Adidas lost a trademark infringement lawsuit over the sportswear giant’s famous “three stripes” logo design. Adidas brought the suit against Thom Browne, after it claimed the luxury fashion brand used the design without its permission.
The suit centered around Browne’s “Four-Bar Signature” stripes design, and the brand’s Grosgrain Signature, which was a red, white, and blue line pattern design.
Browne’s team argued in court documents that its design featured five stripes, but Adidas lawyers said was just three.
The jury trial follows a 2021 lawsuit in which Adidas argued that activewear featuring Thom Browne’s striped motifs “imitates” its decades-old branding.
American designer Thom Browne founded his eponymous label in 2001 and is the newly appointed chairman of the Council of Fashion Designers of America.
Browne even arrived at court wearing one of his signature four-striped socks.
Browne initially debuted a three-striped design, dubbed the “Three-Bar Signature,” around 2005. According to court documents, his fashion brand agreed to cease using the motif after Adidas contacted the label’s then-CEO about the matter two years later.
In 2008, designer Browne debuted his disputed “Four-Bar Signature,” a series of four stripes that have featured on items ranging from jackets to neckties, as well as on activewear.
Adidas is also challenging the use of Thom Browne’s “Grosgrain Signature,” which is the aforementioned red, white and blue design that the sportswear brand says consists of three stripes.
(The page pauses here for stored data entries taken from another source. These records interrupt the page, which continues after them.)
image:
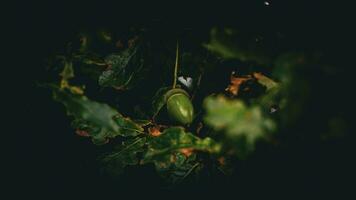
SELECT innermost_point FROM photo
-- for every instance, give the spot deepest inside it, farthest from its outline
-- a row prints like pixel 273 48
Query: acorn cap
pixel 175 91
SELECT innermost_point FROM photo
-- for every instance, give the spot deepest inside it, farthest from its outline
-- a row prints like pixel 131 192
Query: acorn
pixel 179 107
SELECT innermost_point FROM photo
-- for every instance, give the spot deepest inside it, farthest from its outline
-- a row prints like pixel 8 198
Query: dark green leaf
pixel 81 107
pixel 242 124
pixel 231 45
pixel 174 139
pixel 125 69
pixel 124 155
pixel 99 120
pixel 159 100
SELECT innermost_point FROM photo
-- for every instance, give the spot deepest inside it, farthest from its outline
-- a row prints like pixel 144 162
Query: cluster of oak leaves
pixel 233 125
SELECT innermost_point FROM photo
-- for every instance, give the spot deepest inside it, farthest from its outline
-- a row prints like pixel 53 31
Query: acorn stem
pixel 176 67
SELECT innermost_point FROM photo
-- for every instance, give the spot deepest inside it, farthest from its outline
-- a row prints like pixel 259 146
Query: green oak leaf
pixel 99 120
pixel 124 155
pixel 172 140
pixel 242 124
pixel 81 107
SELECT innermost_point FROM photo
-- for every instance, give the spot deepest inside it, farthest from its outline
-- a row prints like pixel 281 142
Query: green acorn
pixel 179 107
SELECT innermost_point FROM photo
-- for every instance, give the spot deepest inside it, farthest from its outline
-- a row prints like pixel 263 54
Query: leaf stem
pixel 176 67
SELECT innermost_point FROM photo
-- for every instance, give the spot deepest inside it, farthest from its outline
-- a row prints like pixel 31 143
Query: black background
pixel 45 158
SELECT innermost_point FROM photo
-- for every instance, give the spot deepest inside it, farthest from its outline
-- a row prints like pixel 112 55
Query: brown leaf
pixel 186 151
pixel 82 133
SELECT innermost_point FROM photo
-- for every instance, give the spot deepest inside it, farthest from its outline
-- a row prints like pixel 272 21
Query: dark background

But Thom Browne says it contains five, describing it as “white-red-white-blue-white,” in court papers.
Adidas claims it only became aware of the alleged infringement in early 2018 when Thom Browne applied to trademark the “Grosgrain Signature” in Europe.
Adidas’ lawyers argue that the company had no duty to monitor Thom Browne’s output and did not initially consider the label to be a direct competitor.